FUNERAL BOSS HOPES TO BREATHE NEW LIFE INTO CITY HALL
COUNCIL BID:
BUSINESSMAN Michael King has vowed to cut all his political and corporate ties if he is elected to the Geelong council.
The Kings Funerals boss yesterday confirmed he would contest the October election and declared he would be free of any associations, outside funding or running mates.
“I want it to be clear that I will be running as a genuine independent candidate,” Mr King, pictured, told the Geelong Advertiser.
“I won’t be representing any party, organisation or individual.”
Mr King said that if he was successful he would sever his membership with the Liberal Party and lobby groups Committee for Geelong, Chamber of Commerce and G21.
He vowed to fund his own campaign — “I won’t be accepting any donations from individuals or organisations” — and said he would not be drawn in any “behind-thescenes subterfuge”.
“I just find that practice unacceptable,” he said.
Mr King has civic experience to draw on, rising to deputy mayor under the old City of Geelong council in the early 1990s.
He has also sought to enter politics with the Liberal Party, narrowly losing South Barwon in 2006 to Labor’s Michael Crutchfield.
He was also defeated in a preselection race for the federal seat of Corangamite to Sarah Henderson, ahead of the 2010 election.
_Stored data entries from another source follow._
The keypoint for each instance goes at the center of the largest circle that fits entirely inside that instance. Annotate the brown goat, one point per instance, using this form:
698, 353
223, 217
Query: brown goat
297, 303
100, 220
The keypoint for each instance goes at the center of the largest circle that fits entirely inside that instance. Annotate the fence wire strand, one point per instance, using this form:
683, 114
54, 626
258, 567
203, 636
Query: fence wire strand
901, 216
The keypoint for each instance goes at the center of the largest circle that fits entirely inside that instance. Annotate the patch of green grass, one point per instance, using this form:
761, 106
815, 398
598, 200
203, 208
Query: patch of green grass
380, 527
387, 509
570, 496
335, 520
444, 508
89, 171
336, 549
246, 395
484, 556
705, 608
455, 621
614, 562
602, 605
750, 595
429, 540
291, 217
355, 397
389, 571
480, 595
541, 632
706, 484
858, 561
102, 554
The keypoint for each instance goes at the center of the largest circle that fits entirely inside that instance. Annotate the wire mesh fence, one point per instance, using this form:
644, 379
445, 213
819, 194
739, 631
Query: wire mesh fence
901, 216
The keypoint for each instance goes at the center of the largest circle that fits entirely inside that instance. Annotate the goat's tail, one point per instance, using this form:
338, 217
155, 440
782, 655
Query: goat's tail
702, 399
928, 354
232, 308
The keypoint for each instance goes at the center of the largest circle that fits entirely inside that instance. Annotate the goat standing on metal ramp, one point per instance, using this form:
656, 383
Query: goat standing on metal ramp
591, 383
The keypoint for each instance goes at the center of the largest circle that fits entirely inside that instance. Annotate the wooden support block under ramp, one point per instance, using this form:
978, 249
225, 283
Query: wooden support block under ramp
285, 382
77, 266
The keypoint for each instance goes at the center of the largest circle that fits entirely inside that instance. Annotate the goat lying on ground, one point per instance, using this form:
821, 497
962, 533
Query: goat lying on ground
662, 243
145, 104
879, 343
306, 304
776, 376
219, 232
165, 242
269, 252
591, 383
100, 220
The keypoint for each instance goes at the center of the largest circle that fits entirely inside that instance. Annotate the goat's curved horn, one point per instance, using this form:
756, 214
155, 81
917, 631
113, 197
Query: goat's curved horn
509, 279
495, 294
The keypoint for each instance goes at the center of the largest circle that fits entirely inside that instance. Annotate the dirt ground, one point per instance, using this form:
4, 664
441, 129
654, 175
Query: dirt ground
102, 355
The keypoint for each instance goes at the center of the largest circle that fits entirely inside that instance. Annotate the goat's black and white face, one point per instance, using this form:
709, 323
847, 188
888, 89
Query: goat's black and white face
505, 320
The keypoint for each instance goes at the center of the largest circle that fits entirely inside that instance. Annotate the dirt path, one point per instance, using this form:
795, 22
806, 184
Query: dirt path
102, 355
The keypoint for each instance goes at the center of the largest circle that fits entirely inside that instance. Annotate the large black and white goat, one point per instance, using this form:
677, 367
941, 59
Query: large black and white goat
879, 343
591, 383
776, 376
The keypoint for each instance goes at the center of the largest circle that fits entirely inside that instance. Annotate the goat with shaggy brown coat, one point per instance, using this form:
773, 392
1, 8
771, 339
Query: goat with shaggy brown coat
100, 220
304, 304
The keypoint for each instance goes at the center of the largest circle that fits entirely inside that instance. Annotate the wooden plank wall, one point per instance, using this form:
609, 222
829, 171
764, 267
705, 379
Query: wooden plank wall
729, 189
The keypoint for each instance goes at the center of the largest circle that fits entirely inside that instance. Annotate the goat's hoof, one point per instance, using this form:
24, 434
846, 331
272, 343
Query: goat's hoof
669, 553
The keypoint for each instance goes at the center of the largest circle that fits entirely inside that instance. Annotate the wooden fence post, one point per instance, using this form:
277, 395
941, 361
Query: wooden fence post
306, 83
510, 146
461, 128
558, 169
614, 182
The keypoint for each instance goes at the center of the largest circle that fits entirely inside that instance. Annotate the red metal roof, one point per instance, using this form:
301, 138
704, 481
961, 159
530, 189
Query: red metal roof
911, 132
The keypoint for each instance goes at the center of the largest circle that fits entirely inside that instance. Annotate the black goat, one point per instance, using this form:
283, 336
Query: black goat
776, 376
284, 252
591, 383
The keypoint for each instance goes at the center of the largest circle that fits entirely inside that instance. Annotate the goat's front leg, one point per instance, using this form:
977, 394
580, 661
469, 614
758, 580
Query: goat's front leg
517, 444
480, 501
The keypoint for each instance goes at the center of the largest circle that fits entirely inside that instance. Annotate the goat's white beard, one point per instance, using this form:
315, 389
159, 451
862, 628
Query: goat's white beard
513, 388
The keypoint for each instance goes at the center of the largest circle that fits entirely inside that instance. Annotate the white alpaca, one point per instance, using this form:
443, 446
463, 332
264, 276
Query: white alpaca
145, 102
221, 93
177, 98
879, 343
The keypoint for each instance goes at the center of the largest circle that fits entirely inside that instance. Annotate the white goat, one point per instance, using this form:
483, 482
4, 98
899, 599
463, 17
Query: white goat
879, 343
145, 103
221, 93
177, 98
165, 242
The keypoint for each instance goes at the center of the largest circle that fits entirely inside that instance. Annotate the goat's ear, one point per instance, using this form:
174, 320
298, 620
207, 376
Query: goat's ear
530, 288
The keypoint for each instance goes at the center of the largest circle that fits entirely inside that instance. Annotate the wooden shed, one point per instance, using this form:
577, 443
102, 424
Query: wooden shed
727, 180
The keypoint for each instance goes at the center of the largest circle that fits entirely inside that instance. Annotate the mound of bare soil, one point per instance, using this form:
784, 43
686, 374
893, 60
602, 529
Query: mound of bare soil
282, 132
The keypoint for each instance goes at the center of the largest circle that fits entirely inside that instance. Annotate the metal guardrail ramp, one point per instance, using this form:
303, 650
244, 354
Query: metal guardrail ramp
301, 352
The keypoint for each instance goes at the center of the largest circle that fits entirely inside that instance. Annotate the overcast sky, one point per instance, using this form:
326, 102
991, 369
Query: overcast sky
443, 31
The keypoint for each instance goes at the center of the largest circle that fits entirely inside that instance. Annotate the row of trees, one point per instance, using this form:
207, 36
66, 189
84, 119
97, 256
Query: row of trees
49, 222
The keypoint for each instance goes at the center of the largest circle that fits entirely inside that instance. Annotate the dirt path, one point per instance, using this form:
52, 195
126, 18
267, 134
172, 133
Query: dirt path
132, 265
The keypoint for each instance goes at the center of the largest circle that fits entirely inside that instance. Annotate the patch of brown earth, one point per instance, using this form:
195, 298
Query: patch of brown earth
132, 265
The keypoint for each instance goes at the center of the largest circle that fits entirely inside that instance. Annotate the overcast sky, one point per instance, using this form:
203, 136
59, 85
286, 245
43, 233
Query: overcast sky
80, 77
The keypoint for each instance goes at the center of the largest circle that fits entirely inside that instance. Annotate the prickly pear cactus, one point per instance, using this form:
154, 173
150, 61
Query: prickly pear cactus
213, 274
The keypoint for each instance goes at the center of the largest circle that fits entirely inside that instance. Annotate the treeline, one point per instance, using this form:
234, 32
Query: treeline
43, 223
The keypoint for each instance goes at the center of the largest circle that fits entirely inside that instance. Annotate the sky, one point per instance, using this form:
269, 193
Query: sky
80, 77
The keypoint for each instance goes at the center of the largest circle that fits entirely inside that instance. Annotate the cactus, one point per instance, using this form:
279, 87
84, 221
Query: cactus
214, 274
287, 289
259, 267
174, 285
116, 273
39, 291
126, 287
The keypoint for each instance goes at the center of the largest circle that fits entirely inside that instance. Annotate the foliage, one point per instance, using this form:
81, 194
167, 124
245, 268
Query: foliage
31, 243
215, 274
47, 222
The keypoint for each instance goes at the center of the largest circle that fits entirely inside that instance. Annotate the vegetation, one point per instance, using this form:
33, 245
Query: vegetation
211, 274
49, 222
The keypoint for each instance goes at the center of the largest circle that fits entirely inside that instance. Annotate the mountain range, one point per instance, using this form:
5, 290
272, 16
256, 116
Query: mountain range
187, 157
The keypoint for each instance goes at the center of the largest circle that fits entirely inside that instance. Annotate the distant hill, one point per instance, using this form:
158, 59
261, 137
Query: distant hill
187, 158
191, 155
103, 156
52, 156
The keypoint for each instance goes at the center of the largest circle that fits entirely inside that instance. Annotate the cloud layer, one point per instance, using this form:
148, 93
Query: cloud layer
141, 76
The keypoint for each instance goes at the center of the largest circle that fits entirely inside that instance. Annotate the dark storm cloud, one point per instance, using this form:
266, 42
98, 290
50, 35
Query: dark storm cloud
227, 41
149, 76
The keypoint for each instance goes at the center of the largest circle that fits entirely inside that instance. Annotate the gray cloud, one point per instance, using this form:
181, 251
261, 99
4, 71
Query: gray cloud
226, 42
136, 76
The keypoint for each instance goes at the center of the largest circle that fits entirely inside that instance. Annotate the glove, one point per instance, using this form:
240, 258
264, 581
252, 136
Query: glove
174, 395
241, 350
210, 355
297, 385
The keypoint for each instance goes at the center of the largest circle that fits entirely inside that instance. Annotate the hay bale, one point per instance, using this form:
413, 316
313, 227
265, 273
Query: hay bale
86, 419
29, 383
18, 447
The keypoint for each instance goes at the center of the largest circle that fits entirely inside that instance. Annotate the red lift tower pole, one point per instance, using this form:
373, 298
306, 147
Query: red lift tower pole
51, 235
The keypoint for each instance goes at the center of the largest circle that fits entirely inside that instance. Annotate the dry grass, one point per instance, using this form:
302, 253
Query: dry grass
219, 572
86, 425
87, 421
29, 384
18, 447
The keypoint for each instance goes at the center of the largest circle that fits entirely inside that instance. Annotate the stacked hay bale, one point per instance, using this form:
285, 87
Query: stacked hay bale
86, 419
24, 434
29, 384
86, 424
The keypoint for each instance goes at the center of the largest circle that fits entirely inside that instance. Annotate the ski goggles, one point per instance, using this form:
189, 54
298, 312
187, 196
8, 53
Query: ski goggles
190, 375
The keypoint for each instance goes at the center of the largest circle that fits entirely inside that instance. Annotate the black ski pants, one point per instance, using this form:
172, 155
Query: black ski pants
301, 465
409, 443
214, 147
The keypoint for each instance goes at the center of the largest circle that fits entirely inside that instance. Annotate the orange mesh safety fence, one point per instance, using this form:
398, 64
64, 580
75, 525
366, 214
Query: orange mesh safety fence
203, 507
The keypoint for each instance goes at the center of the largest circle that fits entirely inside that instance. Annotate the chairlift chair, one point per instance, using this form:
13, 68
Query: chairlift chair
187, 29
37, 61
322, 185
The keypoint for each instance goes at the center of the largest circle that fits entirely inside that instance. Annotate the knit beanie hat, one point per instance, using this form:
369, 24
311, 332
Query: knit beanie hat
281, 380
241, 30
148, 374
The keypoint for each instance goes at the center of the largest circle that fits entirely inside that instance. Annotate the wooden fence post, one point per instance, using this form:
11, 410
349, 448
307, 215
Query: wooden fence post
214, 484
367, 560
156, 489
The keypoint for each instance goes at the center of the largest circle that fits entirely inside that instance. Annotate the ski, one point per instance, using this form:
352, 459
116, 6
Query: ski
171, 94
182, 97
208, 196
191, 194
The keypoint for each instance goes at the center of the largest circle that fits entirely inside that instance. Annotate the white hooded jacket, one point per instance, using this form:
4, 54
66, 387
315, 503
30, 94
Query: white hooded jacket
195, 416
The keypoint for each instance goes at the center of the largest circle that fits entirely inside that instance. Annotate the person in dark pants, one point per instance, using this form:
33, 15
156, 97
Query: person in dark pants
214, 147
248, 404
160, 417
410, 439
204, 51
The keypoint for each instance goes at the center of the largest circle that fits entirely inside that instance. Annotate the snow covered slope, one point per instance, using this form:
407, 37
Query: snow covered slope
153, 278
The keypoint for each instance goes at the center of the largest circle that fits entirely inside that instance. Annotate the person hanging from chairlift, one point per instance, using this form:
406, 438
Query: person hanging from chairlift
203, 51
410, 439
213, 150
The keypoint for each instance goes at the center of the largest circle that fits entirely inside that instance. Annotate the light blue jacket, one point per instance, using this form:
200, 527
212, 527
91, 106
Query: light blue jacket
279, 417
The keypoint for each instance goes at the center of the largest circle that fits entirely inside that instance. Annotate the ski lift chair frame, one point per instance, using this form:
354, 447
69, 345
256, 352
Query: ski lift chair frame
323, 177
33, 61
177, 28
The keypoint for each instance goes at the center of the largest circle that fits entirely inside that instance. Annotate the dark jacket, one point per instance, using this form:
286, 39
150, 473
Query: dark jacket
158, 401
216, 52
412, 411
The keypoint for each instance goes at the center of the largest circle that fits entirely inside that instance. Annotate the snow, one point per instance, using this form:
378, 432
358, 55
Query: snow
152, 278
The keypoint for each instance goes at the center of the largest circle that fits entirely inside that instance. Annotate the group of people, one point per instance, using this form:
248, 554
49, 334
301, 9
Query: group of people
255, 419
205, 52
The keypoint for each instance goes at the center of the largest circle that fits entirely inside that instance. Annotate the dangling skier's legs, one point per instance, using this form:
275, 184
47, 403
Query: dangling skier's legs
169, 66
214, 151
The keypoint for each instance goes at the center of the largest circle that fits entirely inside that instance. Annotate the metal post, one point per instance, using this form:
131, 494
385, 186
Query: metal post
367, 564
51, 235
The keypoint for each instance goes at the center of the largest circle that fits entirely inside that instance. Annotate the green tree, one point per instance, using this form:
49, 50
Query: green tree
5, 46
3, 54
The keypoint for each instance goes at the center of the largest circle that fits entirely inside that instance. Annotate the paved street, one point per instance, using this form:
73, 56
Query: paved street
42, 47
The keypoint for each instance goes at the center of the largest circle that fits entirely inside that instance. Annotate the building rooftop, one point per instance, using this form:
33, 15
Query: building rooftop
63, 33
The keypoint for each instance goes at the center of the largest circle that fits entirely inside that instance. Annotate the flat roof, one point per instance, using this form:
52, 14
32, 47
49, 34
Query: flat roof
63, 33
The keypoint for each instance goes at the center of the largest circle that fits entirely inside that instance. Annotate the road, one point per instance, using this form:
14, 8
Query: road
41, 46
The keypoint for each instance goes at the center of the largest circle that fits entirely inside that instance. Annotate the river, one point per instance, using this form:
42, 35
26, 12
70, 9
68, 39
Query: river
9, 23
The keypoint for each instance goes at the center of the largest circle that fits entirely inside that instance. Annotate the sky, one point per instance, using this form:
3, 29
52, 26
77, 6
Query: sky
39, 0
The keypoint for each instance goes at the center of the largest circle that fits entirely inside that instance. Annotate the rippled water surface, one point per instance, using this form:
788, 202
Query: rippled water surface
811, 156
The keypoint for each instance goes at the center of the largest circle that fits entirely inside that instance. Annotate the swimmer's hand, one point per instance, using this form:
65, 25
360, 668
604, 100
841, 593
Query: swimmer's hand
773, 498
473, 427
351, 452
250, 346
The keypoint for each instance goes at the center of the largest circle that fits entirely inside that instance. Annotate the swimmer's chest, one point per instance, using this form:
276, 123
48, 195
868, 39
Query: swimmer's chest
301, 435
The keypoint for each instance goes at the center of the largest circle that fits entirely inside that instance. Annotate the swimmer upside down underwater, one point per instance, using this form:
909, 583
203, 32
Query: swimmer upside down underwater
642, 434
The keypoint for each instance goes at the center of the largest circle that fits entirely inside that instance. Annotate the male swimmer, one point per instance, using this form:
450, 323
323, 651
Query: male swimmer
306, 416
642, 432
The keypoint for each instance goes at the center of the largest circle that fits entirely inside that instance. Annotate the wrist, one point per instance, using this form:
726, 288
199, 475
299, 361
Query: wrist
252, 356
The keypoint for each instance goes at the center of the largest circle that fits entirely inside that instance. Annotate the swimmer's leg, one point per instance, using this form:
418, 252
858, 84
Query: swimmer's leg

The former Barwon Water chairman joins long-term community advocate George Ballas and a string of sacked councillors — Tony Ansett, John Irvine, Peter Murrihy and Ron Nelson — in standing for election.
Mr King will nominate for the central Geelong ward.
He said the next council needed to encourage private investment to follow in the wake of government agencies WorkSafe and the National Disability Insurance Agency.
“There is an opportunity after the administrators to have a real renewal of the council,” he said, vowing to focus on cutting red tape and efficiently use public funds.
Mr King said the three suburban libraries in the gun should continue to operate, stating it was clear that they played a key role in the “social fabric of the community”.